Saturday, April 22, 2006

up/rooted discusses Wal-Mart

Greetings!

I apologize for not getting a summary of our last up/rooted gathering out sooner. We last met on the Monday before Easter, but since then I've been crazy busy with preparations for our church plant's big Easter kick-off.

We met on the tenth at Kristine Socall's home to view and discuss the documentary, Wal-Mart: the High Cost of Low Price. It was a disturbing look into the many unethical business practices of the world's second largest corporation (after Exxon). Of course they began by talking about the damage that Wal-Mart does to local businesses in small communities (an effect that I myself have personally experienced in several of the small rural communities I've lived in around the state of Michigan). They also mentioned the absurdly low wages and lack of decent benefits that Wal-Mart associates labor under. Apparently full-time Wal-Mart employees make so little that they still qualify for welfare, food stamps and government healthcare... and Wal-Mart's official benefits policy actually encourages their employees to apply for government assistance! But when Wal-Mart employees try to unionize to demand a living wage, the corporation goes into high-alert and utilizes rather extreme tactics to squash any unionizing attempts. The film also discussed the sweatshop conditions in China that Wal-Mart products are produced in, and the ecological damage that Wal-Mart stores often cause to their local environments.

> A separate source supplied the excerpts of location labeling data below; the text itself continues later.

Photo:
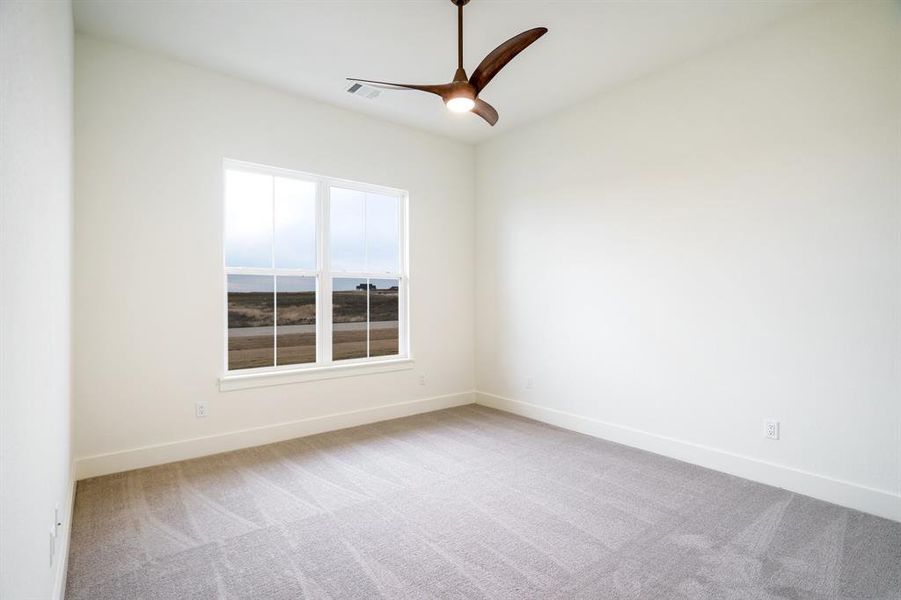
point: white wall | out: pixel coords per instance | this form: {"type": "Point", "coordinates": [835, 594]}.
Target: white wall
{"type": "Point", "coordinates": [35, 283]}
{"type": "Point", "coordinates": [150, 137]}
{"type": "Point", "coordinates": [712, 246]}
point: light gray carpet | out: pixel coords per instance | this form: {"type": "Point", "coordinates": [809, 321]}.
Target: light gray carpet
{"type": "Point", "coordinates": [465, 503]}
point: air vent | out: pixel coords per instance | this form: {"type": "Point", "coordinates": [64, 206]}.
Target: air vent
{"type": "Point", "coordinates": [364, 91]}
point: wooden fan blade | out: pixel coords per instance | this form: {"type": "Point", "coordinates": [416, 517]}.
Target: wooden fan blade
{"type": "Point", "coordinates": [439, 89]}
{"type": "Point", "coordinates": [486, 111]}
{"type": "Point", "coordinates": [498, 58]}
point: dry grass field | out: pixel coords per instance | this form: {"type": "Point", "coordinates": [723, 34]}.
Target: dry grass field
{"type": "Point", "coordinates": [257, 309]}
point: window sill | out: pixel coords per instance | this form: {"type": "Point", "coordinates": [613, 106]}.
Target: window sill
{"type": "Point", "coordinates": [228, 383]}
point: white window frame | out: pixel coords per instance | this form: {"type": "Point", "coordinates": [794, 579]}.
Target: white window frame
{"type": "Point", "coordinates": [325, 366]}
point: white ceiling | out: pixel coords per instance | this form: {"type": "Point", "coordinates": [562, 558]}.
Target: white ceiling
{"type": "Point", "coordinates": [308, 47]}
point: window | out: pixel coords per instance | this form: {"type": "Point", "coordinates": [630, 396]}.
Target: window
{"type": "Point", "coordinates": [315, 271]}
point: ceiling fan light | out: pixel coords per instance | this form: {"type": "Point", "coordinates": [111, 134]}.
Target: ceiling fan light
{"type": "Point", "coordinates": [460, 104]}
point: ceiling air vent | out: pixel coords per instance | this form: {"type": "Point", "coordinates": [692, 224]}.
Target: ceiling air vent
{"type": "Point", "coordinates": [364, 91]}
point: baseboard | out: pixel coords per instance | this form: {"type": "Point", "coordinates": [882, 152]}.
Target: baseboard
{"type": "Point", "coordinates": [146, 456]}
{"type": "Point", "coordinates": [63, 537]}
{"type": "Point", "coordinates": [845, 493]}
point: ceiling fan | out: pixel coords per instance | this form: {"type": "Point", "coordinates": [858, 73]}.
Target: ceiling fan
{"type": "Point", "coordinates": [462, 94]}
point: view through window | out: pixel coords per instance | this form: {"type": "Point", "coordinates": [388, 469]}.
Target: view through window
{"type": "Point", "coordinates": [314, 270]}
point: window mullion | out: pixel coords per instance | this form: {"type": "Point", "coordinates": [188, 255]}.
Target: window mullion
{"type": "Point", "coordinates": [324, 317]}
{"type": "Point", "coordinates": [274, 286]}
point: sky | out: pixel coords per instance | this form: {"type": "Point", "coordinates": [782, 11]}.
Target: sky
{"type": "Point", "coordinates": [268, 215]}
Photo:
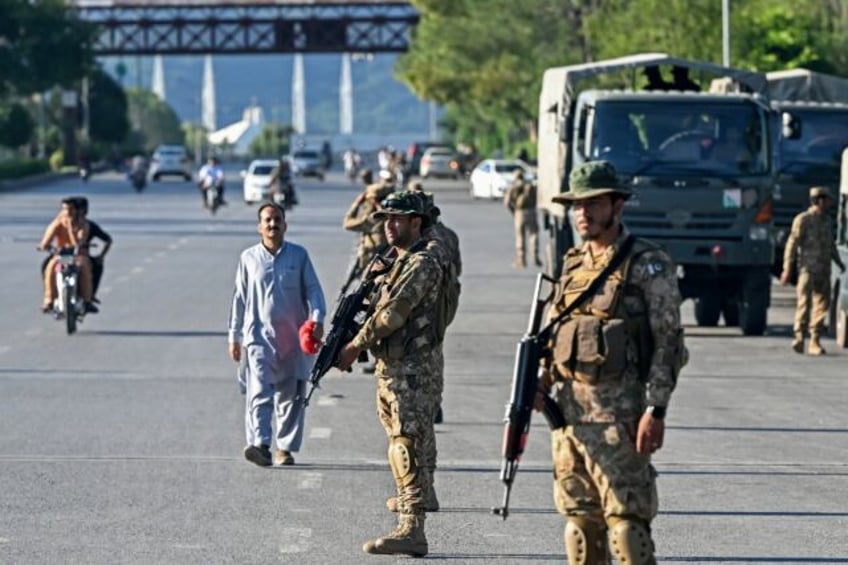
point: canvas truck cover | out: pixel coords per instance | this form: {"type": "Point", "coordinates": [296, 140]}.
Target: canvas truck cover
{"type": "Point", "coordinates": [560, 89]}
{"type": "Point", "coordinates": [803, 85]}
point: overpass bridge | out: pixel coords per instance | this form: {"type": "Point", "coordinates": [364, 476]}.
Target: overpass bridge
{"type": "Point", "coordinates": [193, 27]}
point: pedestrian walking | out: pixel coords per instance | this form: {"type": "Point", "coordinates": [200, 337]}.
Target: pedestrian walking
{"type": "Point", "coordinates": [277, 293]}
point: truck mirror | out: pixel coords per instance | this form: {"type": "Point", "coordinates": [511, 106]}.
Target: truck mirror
{"type": "Point", "coordinates": [790, 126]}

For a short, and very humorous online cartoon that raises many of the same issues check out the "I've Got Friends With Low Wages" music video at http://walmartworkersrights.org/.

In short, the film raised a whole host of issues that make it clear that shopping (or not-shopping) at Wal-Mart is a practice directly related to how we live as followers of Christ that desire to stand against injustice in this world.

Of course, we didn't find any easy answers to how we should respond to these glaring issues. We talked about practical things like supporting local businesses, applying consumer pressure on Wal-Mart and writing to store managers and CEO's with our concerns. We also talked about deeper issues of consumerism and greed, and how to escape the materialistic trap of modern society altogether through practices of simplicity. We wondered together what the alternative to a Wal-Mart style economy could possibly be, and how to get there, given that giant corporations aren't going to be going away anytime soon. We explored ideas about subverting the system from the inside, so to speak, by influencing actual Wal-Mart managers and executives to make more ethical decisions.

Some might question whether these kind of concerns are really "faith" issues. We talked together about how whenever problems like these are raised it is easy for people to label them with terms like "liberal" or "hippie" and thereby dismiss them as important issues. But when one reads a Bible that says things like ""This is the kind of fast day I'm after [says the LORD]: to break the chains of injustice, get rid of exploitation in the workplace, free the oppressed, cancel debts...get rid of unfair practices." (Isaiah 58:6) you begin to see that fair wages and just business practices are the kinds of things God is passionate about too. Many of us agreed that these were not just "activist" issues, these were gospel issues.

At any rate, this discussion wrapped up our series on social justice issues at up/rooted. In May we are going to turn our attention to questions of how we "do church". Specifically looking at alternative models of church, such as house churches, intentional communities, cell churches and comparing them to more traditional or even mega-church models. Come help us explore the question of what the right way to do church really is. ;)

We will be gathering at the Caribou Coffee shop in Glen Ellyn near the corner of Roosevelt Rd and Main St just one mile west of I-355 on Monday, May 8 from 7-9pm. Hope you can make it!